D’habitude, je n’achète pas d’herbes parce que j’en ai beaucoup, mais si je trouve une nouvelle espèce quelque part que je ne connais pas, je garde toujours une branche et je la plante. Celle-ci s’appelle la grande menthe, elle est utilisée pour les problèmes d’estomac et les gaz, il suffit de faire bouillir de l’eau et de préparer une sorte de thé avec les feuilles et de le boire. Il suffit de faire bouillir de l’eau et de préparer une sorte de thé avec les feuilles et de le boire. Vous pouvez préparer une tisane de romarin pour nettoyer votre corps des toxines, et vous pouvez également l’utiliser pour laver vos cheveux.
De la crête au récif – Le cercle de notre vie insulaire
Tous les habitants de la planète dépendent entièrement des écosystèmes de la Terre et des services qu’ils fournissent, tels que la nourriture, l’eau, la gestion des maladies, la régulation du climat, l’épanouissement spirituel et la beauté esthétique. Au cours des 60 dernières années, l’homme a modifié ces écosystèmes plus rapidement et plus profondément qu’au cours de toute autre période comparable dans l’histoire de l’humanité, en grande partie pour répondre à une demande en forte croissance de nourriture, d’eau douce, de bois, de fibres et de combustibles.
Pour certains, cette transformation de la planète a contribué à des gains nets substantiels en termes de bien-être humain et de développement économique.

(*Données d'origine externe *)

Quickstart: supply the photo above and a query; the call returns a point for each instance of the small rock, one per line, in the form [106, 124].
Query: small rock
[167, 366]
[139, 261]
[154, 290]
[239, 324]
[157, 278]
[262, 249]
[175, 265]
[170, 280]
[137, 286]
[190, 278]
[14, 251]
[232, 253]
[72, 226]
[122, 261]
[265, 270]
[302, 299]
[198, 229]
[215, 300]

Cependant, toutes les régions et tous les groupes de personnes n’ont pas bénéficié de ce processus. Au contraire, beaucoup ont été lésés. En outre, les coûts totaux associés à ces gains commencent seulement à apparaître.
En cultivant des aliments sains pour le sol, nous protégeons les récifs qui, à leur tour, nous protègent des ondes de tempête. Si nous avons une alimentation plus saine, nous avons plus d’énergie et un corps plus fort. Si chaque famille est en meilleure santé, nos communautés sont plus productives. Cette énergie peut être utilisée pour travailler ensemble à la plantation de mangroves à travers les îles et ainsi construire la défense naturelle de notre île contre l’élévation du niveau de la mer, tout en construisant l’écosystème dont nous dépendons.
N’en doutez pas : La génération C, une génération qui a le courage de changer, est en marche, marchant et ouvrant la voie à un avenir pour tous.